There was a report of an opinion poll in the i paper
a few days ago on the issue of paying benefits to young people who are not in
employment, education or training. The article
itself is behind a paywall, but the data is available in Table 53 in this
report. The headline figure was that 56% of those questioned believed that
all benefits should be stopped for such people. As one might expect, the
numbers vary between supporters of different parties, with those supporting
parties of ‘the right’ most likely to support the proposition. Asked in
isolation, it’s easy to see why so many might support that (why, the
implication is, should anyone not seen to be ‘contributing’ expect to be
supported?), but I wonder whether the implications have been thought through by
those responding to the survey.
For people in that ‘NEET’ category, benefits are
likely to be their only direct source of income; removing it implies that those
56% of respondents are quite happy for the young people to go without food,
clothing or shelter. In reality, of course, many (but by no means all) in that
category will be living with their parents, who would presumably be expected to
continue paying the living costs for their adult offspring. The key economic
fact to note, though, is that the withdrawal of benefits from anyone means that
someone, somewhere, has their own spending power reduced. Maybe it’s the
individuals directly affected, maybe it’s their parents who are obliged to
divert money from their own discretionary expenditure. In economic terms, it
matters little to the basic conclusion: somebody’s spending power would be
reduced, with a consequent reduction in overall demand. In fact, there’s a more general point which this underlines – if a
government cuts spending or increases taxation in pursuit of the alleged
nirvana of a balanced budget, someone, somewhere must always have their spending
power reduced.
The political question is that the ‘who’ and the ‘where’

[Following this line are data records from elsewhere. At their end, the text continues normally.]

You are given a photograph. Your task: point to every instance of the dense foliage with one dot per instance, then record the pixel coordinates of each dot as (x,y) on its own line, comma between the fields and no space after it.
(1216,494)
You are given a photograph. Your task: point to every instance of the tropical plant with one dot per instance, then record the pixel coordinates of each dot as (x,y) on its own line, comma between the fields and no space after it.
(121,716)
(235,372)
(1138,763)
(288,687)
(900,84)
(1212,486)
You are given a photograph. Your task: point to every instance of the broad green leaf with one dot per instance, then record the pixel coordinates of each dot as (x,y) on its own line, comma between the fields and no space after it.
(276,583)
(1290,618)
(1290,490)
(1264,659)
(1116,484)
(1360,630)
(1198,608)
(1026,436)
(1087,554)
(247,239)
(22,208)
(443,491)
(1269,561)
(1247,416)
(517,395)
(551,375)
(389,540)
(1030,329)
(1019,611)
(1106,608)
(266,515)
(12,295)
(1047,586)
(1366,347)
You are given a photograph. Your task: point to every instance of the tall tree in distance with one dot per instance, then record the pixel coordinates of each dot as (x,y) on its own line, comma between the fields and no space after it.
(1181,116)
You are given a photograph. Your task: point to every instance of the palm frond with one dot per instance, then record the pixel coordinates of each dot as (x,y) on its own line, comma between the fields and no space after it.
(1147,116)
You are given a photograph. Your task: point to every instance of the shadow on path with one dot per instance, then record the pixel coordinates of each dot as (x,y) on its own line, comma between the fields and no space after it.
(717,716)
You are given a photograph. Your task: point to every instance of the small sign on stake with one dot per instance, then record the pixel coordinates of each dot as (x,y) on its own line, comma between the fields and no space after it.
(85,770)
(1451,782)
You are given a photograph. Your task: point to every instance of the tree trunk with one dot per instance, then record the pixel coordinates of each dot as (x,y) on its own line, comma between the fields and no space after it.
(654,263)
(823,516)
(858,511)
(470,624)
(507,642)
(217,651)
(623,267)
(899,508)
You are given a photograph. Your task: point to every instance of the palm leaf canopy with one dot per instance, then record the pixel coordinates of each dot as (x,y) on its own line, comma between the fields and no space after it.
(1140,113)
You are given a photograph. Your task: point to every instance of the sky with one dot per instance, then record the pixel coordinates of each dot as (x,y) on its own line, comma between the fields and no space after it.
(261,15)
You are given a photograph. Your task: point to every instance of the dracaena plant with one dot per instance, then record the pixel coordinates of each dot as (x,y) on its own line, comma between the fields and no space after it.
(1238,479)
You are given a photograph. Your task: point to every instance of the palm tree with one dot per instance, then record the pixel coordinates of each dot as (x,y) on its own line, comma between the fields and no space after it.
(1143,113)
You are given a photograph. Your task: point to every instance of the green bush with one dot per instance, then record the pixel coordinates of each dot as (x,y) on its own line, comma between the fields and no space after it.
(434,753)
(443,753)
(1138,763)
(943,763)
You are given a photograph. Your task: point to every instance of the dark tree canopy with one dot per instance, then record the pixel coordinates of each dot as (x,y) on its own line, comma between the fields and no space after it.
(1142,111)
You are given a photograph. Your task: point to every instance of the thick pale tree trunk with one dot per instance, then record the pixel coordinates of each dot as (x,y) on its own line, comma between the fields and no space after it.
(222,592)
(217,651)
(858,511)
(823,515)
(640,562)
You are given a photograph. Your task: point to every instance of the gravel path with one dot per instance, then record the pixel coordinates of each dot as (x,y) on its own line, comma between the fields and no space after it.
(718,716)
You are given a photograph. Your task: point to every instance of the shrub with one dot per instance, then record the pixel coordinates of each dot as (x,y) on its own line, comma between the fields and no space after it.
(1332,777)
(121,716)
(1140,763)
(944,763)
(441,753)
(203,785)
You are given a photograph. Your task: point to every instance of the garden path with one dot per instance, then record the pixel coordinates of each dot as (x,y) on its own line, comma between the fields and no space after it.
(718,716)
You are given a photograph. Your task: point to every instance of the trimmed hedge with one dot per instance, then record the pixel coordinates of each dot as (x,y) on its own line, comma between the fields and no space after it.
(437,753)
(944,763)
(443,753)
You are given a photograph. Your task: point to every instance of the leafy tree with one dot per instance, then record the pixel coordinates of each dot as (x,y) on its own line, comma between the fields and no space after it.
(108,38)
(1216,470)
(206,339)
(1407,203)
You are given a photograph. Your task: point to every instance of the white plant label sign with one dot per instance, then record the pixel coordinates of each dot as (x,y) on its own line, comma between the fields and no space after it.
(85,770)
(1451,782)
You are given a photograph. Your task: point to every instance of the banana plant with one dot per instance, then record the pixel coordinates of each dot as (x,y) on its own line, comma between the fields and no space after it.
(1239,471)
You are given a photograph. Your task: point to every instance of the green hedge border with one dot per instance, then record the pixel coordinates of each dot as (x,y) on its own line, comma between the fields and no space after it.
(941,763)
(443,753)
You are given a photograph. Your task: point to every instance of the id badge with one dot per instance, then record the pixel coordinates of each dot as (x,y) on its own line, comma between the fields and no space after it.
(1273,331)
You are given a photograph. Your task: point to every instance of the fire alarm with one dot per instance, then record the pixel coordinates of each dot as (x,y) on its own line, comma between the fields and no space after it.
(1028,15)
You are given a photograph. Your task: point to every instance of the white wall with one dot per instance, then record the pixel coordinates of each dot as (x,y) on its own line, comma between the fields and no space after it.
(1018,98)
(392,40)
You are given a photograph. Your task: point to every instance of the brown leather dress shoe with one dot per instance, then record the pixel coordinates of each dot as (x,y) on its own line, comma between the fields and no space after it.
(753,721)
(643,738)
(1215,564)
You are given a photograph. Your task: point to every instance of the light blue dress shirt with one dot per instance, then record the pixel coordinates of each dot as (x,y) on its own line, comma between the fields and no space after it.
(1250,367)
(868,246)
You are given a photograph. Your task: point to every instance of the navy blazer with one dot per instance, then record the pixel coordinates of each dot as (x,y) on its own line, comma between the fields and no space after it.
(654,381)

are ultimately choices being made by politicians. The claims that ‘benefits’ or
‘pensions’ are unaffordable are not the result of some iron-clad law of
economics; they are the direct result of political choices as to who should pay
for the entirely arbitrary need to pursue a balanced budget. Worse, they are
framed in such a way as to encourage us to believe that governments have no choice
but to act to reduce such expenditure, and that the impact of doing so will be
felt by ‘someone else’. But if we ask a rather different question, it’s easy
enough to expose the lie. That question is, in simple terms, ‘are there enough resources
in the UK to provide every citizen with a decent standard of living?’ The
answer, unquestionably, is ‘yes, of course there are’. That we ‘choose’ not to
use those resources to achieve that aim is down to ideology, not economics.
None of that, of course, provides an answer to the
problem of so-called NEETs – but then neither does simply cutting their
benefits. The only ‘problem’ that that solves is how we continue to ensure that
resources are concentrated in fewer and fewer hands. But that concentration of
wealth is the much bigger economic problem.